In Texas, immigration advocates are preparing local community members for the soon-to-be-law that would make unauthorized crossing of the Texas-Mexico border a state crime, reports Stella M. Chávez of KERA.
"Will this cause discrimination? Possibly," attorney Haim Vasquez told community members in Irving. He added that should they be detained, they shouldn’t sign anything without an attorney present.
"Now this is just making me feel like hey, now I have to worry at a daily that all I built, everything I worked is being threatened again," said Luis Hernandez, 22.
Gov. Greg Abbott (R) is expected to sign the legislation soon, and it likely would take effect in March.
Separately, many California university employees who have Deferred Action for Childhood Arrivals (DACA) are calling on universities to do more to help them prepare for the program’s potential end, reports Zaidee Stavely of KQED. Among the ideas: "helping employees become independent consultants, preparing a severance package or sponsoring work visas."
"The DACA generation are not kids anymore," said Madeleine Villanueva, higher education manager at Immigrants Rising in San Francisco. "A lot of us are in our 30s and 40s.
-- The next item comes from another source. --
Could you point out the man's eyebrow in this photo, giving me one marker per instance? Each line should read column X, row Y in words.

We’re doing this work so that the future generation of undocumented students doesn’t have such a hard time like we did when we were going to school."
Welcome to Wednesday’s edition of The Forum Daily. I’m Dan Gordon, the Forum’s strategic communications VP, and the great Forum Daily team also includes Jillian Clark, Clara Villatoro, Isabella Miller and Katie Lutz. If you have a story to share from your own community, please send it to me at [email protected].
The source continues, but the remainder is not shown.